Fentanyl is up to 50 times more potent than heroin and twice as potent as morphine, which means overdoses can happen more quickly than with other opioids, according to the alert issued by city officials last year.

Of the 370 overdose deaths in Denver last year, 159 involved fentanyl. By comparison, 56 of the 225 fatal overdoses in 2019 involved the drug, according to the medical examiner’s office.

In 2017, when the U.S. Department of Health and Human Services declared the opioid crisis a public health emergency, Denver only recorded 18 deaths from fentanyl, according to the data.

“We saw a lot of people hit their bottoms last year,” said Willy Sorila, operations manager at AspenRidge Recovery in Lakewood. “That’s sort of a double-edged sword.”

AspenRidge Recovery has seen more people admitted solely for fentanyl use than in the past, which is an upside as more people are willing to seek treatment, he said.

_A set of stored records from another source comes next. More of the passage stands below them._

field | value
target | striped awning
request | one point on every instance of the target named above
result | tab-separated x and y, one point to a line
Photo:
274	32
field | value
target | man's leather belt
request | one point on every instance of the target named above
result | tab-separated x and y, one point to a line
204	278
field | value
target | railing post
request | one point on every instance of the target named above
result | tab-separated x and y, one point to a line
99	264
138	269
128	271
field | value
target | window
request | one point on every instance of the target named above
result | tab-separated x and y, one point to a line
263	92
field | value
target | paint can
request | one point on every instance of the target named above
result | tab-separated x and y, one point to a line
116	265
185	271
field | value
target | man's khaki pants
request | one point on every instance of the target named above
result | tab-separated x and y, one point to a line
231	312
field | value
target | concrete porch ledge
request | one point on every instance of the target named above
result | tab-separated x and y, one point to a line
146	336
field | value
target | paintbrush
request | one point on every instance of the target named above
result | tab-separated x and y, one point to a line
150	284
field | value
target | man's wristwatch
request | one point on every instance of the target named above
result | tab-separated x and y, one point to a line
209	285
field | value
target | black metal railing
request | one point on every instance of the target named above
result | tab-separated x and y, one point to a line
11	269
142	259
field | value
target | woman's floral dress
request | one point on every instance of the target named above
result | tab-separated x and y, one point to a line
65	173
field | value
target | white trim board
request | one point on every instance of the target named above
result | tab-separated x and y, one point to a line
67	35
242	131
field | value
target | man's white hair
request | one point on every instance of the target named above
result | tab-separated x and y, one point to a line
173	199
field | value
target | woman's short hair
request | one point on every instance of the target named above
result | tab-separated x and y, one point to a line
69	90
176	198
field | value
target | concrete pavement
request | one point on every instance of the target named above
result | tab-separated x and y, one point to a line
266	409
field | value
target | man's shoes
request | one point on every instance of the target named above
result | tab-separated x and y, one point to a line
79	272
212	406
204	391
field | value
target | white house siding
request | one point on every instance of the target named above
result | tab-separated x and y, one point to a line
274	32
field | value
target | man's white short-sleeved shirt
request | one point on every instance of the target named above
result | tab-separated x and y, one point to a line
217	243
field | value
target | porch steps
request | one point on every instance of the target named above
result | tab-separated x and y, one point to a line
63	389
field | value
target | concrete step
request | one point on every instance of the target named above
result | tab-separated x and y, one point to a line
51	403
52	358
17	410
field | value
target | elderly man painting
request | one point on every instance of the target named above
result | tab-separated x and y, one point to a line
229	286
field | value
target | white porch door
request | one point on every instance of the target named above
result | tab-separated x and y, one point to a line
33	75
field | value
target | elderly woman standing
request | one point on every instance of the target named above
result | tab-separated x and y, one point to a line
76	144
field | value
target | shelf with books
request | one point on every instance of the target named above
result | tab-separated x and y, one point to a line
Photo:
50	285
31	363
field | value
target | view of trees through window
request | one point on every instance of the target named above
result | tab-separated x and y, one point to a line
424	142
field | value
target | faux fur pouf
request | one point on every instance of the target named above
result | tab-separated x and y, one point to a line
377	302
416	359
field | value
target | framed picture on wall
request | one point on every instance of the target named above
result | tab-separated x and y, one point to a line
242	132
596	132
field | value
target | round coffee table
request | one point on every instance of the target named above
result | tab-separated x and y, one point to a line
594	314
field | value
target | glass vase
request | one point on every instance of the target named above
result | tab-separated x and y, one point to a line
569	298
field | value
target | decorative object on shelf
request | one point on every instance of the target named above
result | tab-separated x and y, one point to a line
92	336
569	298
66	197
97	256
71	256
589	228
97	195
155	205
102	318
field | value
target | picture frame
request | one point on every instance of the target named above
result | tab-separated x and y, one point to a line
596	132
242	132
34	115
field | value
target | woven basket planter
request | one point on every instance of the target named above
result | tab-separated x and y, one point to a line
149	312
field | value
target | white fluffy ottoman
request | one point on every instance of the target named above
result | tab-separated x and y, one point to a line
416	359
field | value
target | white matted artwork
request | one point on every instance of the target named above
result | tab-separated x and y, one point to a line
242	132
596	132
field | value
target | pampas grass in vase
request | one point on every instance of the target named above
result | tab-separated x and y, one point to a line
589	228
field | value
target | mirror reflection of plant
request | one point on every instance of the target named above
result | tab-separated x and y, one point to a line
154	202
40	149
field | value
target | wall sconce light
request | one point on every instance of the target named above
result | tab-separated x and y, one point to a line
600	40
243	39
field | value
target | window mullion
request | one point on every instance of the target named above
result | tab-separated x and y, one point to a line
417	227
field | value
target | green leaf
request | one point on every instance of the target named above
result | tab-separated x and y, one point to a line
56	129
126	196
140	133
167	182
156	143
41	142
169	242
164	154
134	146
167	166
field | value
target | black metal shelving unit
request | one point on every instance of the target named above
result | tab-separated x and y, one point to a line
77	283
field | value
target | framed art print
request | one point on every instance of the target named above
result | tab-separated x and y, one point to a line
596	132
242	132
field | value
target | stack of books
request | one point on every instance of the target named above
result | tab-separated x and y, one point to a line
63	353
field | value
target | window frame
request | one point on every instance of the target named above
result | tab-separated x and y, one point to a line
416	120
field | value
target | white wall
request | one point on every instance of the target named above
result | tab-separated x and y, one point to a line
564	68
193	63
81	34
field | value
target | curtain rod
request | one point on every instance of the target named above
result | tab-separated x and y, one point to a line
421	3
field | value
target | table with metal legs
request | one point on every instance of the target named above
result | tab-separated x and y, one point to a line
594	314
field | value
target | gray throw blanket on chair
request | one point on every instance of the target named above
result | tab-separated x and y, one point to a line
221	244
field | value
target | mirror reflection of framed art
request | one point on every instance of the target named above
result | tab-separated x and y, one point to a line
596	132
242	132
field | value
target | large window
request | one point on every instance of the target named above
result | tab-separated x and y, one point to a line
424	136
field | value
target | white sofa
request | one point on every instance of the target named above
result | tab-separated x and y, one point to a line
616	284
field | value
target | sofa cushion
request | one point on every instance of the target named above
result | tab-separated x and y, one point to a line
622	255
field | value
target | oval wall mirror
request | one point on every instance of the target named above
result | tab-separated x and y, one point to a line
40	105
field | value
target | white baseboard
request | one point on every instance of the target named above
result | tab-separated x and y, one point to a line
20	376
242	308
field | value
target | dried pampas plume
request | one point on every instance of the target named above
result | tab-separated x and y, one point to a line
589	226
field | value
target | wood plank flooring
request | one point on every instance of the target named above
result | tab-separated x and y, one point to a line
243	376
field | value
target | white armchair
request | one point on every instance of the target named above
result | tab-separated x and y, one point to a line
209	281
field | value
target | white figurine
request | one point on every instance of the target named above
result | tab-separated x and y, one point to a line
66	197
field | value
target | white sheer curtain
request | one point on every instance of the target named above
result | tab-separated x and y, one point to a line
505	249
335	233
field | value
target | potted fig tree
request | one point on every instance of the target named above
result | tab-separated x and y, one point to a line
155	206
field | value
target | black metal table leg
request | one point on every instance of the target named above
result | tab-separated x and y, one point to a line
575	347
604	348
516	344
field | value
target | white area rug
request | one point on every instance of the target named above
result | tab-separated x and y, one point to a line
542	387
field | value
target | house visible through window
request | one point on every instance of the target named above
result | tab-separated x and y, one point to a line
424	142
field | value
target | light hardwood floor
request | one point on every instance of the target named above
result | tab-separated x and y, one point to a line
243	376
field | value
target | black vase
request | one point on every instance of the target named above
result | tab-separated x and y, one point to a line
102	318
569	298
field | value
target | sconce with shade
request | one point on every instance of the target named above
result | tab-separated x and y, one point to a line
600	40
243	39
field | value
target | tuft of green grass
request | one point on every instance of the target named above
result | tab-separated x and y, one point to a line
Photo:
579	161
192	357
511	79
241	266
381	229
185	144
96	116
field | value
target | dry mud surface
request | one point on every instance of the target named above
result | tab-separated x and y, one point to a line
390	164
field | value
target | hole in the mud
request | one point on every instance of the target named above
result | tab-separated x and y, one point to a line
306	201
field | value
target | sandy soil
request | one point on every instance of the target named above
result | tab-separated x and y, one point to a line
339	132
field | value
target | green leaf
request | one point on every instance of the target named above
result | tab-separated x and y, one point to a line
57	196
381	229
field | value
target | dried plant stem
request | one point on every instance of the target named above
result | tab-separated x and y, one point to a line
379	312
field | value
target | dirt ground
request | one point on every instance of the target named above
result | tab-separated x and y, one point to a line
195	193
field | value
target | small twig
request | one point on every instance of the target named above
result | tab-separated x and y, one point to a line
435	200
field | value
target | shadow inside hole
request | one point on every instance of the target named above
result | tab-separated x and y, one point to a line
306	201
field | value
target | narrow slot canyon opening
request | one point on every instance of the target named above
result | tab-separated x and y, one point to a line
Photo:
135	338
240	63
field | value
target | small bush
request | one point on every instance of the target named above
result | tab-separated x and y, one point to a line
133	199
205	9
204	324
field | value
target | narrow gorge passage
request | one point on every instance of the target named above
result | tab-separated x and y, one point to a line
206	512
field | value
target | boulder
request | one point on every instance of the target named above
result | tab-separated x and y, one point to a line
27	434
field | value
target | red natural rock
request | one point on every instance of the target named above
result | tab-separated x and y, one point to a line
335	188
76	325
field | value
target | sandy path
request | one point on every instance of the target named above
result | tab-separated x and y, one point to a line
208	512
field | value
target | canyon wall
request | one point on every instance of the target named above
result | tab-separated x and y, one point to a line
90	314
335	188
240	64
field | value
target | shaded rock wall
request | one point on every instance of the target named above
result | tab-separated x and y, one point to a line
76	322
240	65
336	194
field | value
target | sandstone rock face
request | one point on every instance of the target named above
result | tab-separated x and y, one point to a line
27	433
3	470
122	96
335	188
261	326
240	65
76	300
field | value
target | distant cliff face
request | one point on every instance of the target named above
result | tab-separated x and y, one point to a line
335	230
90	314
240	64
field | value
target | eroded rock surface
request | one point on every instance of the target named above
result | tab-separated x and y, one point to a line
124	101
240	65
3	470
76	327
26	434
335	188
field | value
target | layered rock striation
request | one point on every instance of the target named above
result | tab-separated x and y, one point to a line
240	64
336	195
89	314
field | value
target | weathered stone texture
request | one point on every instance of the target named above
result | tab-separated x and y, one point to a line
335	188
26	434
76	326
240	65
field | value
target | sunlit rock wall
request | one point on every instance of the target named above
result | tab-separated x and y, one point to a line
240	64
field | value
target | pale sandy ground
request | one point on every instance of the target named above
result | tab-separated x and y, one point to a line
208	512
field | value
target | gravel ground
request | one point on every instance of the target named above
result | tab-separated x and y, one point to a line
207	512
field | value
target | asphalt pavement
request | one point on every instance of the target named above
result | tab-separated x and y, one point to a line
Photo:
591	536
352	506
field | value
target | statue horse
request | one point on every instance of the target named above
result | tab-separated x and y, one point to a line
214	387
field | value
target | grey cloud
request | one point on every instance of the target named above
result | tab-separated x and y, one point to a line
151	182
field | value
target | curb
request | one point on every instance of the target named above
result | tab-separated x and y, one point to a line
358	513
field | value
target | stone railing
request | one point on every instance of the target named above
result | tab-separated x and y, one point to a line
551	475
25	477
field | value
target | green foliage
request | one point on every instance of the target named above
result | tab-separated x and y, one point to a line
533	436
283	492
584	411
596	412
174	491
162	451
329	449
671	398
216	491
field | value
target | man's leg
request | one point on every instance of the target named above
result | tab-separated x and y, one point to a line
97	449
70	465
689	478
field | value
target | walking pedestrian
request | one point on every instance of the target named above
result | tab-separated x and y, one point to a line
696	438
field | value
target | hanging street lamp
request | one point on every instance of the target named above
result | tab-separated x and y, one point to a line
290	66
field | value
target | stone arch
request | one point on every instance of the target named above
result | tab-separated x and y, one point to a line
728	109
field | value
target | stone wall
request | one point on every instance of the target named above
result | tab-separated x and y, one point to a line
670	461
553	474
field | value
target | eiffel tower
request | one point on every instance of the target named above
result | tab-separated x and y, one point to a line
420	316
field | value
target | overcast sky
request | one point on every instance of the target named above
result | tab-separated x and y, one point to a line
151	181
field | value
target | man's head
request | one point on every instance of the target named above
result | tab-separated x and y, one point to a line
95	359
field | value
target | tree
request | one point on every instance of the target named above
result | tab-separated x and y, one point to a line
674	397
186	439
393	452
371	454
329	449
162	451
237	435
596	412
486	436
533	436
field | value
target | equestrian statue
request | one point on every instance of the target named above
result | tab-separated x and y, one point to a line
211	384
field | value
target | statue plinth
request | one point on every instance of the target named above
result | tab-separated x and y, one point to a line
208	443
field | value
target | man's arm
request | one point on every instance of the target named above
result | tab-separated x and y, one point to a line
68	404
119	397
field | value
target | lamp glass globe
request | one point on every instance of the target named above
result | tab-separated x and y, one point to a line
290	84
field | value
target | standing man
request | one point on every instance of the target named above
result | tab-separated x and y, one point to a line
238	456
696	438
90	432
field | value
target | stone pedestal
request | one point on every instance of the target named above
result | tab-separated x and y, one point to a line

There is also concern that because there is a multiyear lag between when someone starts using a substance and when they might die from an overdose, that deaths will continue to increase in the coming years, said Robert Valuck, executive director of the Colorado Consortium for Prescription Drug Abuse Prevention.

“We’re worried about all those people that are starting for the first time,” he said. “It’s really scary now and it’s going to be scary later.”